Cahaba Beach Road project causing contention between ALDOT and environmental groups

Little Cahaba River
Little Cahaba River [Photo Credit: Alan Cressler via Flickr]

Environmental groups in the Birmingham area have joined together to keep ALDOT‘s Cahaba Beach Road project from being built.

The new road would stretch across the Little Cahaba River from U.S. 280, allowing over 8,000 cars a day to travel across an environmentally sensitive area, and cost anywhere from $10 million to $20 million WBHM reported.

According to Save the Cahaba, the river is vital for the areas drinking water as the Little Cahaba River is the connection between the Lake Purdy reservoir and the main Cahaba River.

“The road would bring Highway 280 cut-through traffic across our drinking water source and is intended to open this sensitive area to private development,” Save the Cahaba said. “This would increase risks from construction, urban runoff, forest loss, heavy traffic, and a direct spill into the drinking water for the Birmingham area.”

Cahaba Beach Road Alternative Alignments
Cahaba Beach Road Alternative Alignments [Photo Credit: ALDOT]

But ALDOT and other civil engineers say the road will cut down on travel time, improve access to roads on both sides of the river, and improve connectivity between U.S. 280 and the Liberty Park area.

According to ALDOT’s “next steps” listed on the project’s website; they will be conducting several different environmental analysis before proceeding with the project.

ALDOT is considering several alternatives, including not building the road at all.

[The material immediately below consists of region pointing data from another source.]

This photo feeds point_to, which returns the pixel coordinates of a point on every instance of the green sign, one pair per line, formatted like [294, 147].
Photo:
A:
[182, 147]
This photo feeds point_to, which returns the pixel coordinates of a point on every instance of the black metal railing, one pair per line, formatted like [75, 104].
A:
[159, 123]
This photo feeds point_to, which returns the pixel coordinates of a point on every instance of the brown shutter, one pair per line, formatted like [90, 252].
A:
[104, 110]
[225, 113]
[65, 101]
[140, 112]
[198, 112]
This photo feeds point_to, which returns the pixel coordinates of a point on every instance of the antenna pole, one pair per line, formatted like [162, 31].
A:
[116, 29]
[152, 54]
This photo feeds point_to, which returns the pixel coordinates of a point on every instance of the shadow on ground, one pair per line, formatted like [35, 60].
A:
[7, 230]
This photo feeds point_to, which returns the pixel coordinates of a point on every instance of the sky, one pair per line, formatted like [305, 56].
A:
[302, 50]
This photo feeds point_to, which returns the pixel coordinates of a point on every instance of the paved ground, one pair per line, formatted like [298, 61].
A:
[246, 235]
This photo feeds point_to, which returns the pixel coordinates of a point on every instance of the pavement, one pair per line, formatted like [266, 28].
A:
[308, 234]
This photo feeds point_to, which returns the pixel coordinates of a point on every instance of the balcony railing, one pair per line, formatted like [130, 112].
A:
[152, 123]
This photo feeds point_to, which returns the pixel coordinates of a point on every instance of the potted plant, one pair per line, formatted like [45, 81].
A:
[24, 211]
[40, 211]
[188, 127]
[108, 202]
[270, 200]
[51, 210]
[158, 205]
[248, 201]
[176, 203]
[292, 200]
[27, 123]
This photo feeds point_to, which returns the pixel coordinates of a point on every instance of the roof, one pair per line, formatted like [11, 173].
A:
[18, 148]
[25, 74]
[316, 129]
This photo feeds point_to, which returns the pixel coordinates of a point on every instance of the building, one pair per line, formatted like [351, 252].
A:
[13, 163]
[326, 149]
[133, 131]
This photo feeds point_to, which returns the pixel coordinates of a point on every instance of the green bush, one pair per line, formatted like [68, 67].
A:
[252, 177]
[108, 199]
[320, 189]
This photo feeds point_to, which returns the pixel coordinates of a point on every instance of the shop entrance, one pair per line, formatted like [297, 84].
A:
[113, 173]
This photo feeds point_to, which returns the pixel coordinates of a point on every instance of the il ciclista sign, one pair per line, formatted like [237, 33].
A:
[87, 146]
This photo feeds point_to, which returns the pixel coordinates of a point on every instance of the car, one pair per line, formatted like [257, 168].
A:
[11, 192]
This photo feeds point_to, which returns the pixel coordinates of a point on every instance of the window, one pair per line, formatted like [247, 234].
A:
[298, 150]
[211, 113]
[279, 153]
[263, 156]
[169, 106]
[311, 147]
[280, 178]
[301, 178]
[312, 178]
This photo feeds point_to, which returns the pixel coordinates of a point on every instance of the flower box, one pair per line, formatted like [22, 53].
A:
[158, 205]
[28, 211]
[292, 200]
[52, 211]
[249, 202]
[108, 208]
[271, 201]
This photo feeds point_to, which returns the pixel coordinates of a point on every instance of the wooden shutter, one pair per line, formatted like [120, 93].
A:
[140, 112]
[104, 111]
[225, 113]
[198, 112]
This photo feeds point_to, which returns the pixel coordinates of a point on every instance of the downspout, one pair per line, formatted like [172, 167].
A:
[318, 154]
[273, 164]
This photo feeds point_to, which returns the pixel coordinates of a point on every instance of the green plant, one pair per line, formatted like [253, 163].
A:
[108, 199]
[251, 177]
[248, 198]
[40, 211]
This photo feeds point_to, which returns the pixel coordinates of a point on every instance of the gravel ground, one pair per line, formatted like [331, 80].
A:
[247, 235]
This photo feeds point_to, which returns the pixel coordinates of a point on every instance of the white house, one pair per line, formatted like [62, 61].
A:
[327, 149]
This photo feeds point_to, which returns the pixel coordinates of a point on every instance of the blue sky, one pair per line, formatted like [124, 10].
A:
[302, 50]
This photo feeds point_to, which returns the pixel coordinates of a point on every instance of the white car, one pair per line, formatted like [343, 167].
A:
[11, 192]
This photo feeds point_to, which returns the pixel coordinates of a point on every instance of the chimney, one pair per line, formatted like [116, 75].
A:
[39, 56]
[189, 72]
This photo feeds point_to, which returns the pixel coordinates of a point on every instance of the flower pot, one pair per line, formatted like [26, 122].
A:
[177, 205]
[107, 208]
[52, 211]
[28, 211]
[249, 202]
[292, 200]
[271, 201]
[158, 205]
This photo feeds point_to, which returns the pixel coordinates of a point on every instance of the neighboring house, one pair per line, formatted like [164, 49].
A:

On Tuesday, ALDOT is conducting a public involvement meeting which several groups, including The Cahaba River Society, Cahaba Riverkeeper, Alabama Rivers Alliance and Southern Environmental Law Center have committed to attend.

During the meeting ALDOT representatives are expected to update the attendees on plans for the road, and answer any questions. According to WBHM, anyone interested in the project may comment and indicate whether or not they would like the new road to be built.